# replanting today



## jackburton (Nov 25, 2003)

iam replanting my 125 today iam going to take every thing out the anrange wood and rocks then plant every thing in it anyideas on what to do dimensions r 6ft long 2ft high and 18inc wide

ive seen alot of pro planted tanks and going to try get that fell to mine also prolly gunna by a co2 kit today anysuggestions also i got 3 bulbs a blue florecent 58w a ocean light 48w and natural sun 48w think thats enuff for that size tank anround 120 gallons


----------



## jackburton (Nov 25, 2003)

ok i just finished my tank the pictures dont do it any favors but still her it is also iam using a co2 natural plant system its like sa little cannister with chemicals in it and a tube going in tsank these things anygood well hers pics i hope by end of month the plants have doubled


----------



## jackburton (Nov 25, 2003)

another


----------



## jackburton (Nov 25, 2003)

last one


----------



## Reddevill (Jun 10, 2003)

looking good!


----------



## yorkshire (Jul 27, 2004)

Reddevill said:


> looking good!










and it will look even better when the plants start growing


----------



## Lonald (Jan 10, 2004)

yorkshire said:


> Reddevill said:
> 
> 
> > looking good!
> ...











looks great


----------



## Death in #'s (Apr 29, 2003)

give the plants some time and it will look great


----------



## Husky_Jim (May 26, 2003)

You got a beautifull tank man but i have to note the following:

First of all i think you have to buy some plant-photocynthetic tubes and not the blue/sea types you are currently using.

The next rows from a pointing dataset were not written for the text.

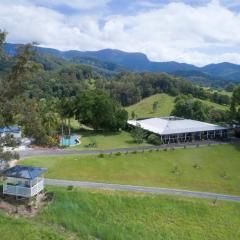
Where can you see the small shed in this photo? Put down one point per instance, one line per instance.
(14, 131)
(23, 181)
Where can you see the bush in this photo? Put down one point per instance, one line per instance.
(101, 155)
(70, 188)
(154, 139)
(51, 142)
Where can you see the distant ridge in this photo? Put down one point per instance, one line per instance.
(214, 73)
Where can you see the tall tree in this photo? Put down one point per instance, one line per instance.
(97, 110)
(235, 104)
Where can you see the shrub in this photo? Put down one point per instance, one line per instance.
(154, 139)
(196, 166)
(51, 142)
(70, 188)
(101, 155)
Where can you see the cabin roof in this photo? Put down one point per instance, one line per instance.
(10, 129)
(24, 172)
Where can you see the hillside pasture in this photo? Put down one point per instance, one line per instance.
(144, 108)
(211, 168)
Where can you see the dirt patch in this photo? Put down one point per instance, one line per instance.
(23, 207)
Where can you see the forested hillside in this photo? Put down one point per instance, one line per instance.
(112, 61)
(52, 90)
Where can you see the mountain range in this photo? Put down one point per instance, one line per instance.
(115, 60)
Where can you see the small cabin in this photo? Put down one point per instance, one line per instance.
(23, 181)
(14, 131)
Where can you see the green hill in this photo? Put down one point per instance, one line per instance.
(144, 108)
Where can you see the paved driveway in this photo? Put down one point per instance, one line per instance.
(57, 152)
(132, 188)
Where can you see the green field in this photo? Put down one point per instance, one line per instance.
(143, 109)
(212, 168)
(87, 214)
(106, 140)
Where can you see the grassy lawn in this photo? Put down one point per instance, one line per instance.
(88, 214)
(24, 229)
(213, 168)
(106, 140)
(143, 109)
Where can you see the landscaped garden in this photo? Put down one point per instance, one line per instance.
(90, 140)
(211, 168)
(89, 214)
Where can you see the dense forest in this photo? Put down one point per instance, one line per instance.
(41, 93)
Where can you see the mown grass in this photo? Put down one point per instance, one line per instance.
(91, 214)
(211, 168)
(122, 216)
(144, 108)
(105, 140)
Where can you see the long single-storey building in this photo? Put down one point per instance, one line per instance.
(174, 129)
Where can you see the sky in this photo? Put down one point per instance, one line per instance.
(198, 32)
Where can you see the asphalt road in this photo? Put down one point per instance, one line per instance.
(57, 152)
(132, 188)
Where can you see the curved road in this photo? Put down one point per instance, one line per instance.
(57, 152)
(156, 190)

Second i believe that you don't need Co2 adittion in your tank with those plants,they can grow happilly only with good lighting and basic fertilization.As i saw you have some Vallisneria Nattans,Echinodorus sp.(probably osiris),and Hygrophylla Corymbosa.

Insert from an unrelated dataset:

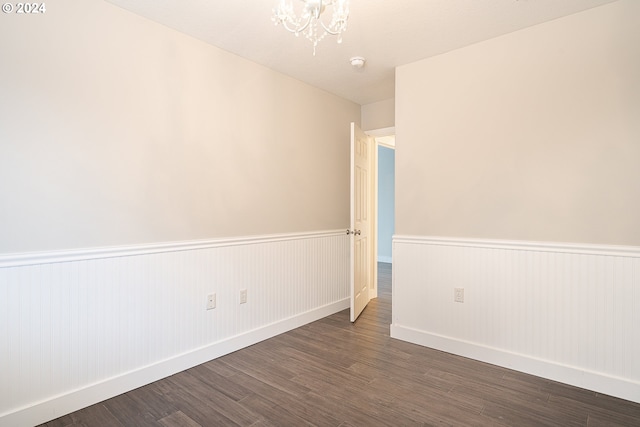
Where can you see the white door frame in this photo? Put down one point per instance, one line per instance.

Third and last i believe that you have bought 'Nutrafin's Co2 system',if so this is only for small planted tanks up to 35-40g and it will not work for your 125g tank.

Please keep us updated about you plants' development!


----------



## jackburton (Nov 25, 2003)

cheres jim 
i have about 120 watts alltogether i carnt seem to find any other bulbs that r high intensitry ones ill get a pic of my bulbs maybe you no withxh ones to use i have like 5 so also i no about the co2 thing after i bought it lfs stung me there fs

ok hers my tank lighting one at the back is a marie blue flouresent 
middle is a superdaylight 10.000k and closet is a marien white flourecent

now iam hoping you can tell me what i need to do to get full growth and stuff out of my bulbs i have a spare ocean sun bulb that isnt on .think i shuld swap one for that ?


----------



## jackburton (Nov 25, 2003)

2 bulbs one iam using one iam not plz help jimmy


----------



## carisma02uk (Aug 1, 2004)

its looking good mate i cant wait to get mynew tank.


----------



## Husky_Jim (May 26, 2003)

I don't remember tha brand name of the light tubes you are using but i think you have to use the "Flora Sun" instead of the 'ocean' type.
I suggest you to use 2xUltra Sun and 2xFlora Sun.I believe that you will be ok after that with the current type of plants you have....









P.S.What is your tank's footprint?


----------



## jackburton (Nov 25, 2003)

TANK SIZE 72 LONG X18 WIDE 24 DEEP


----------



## Xantarc (May 25, 2004)

that looks nice bro =]


----------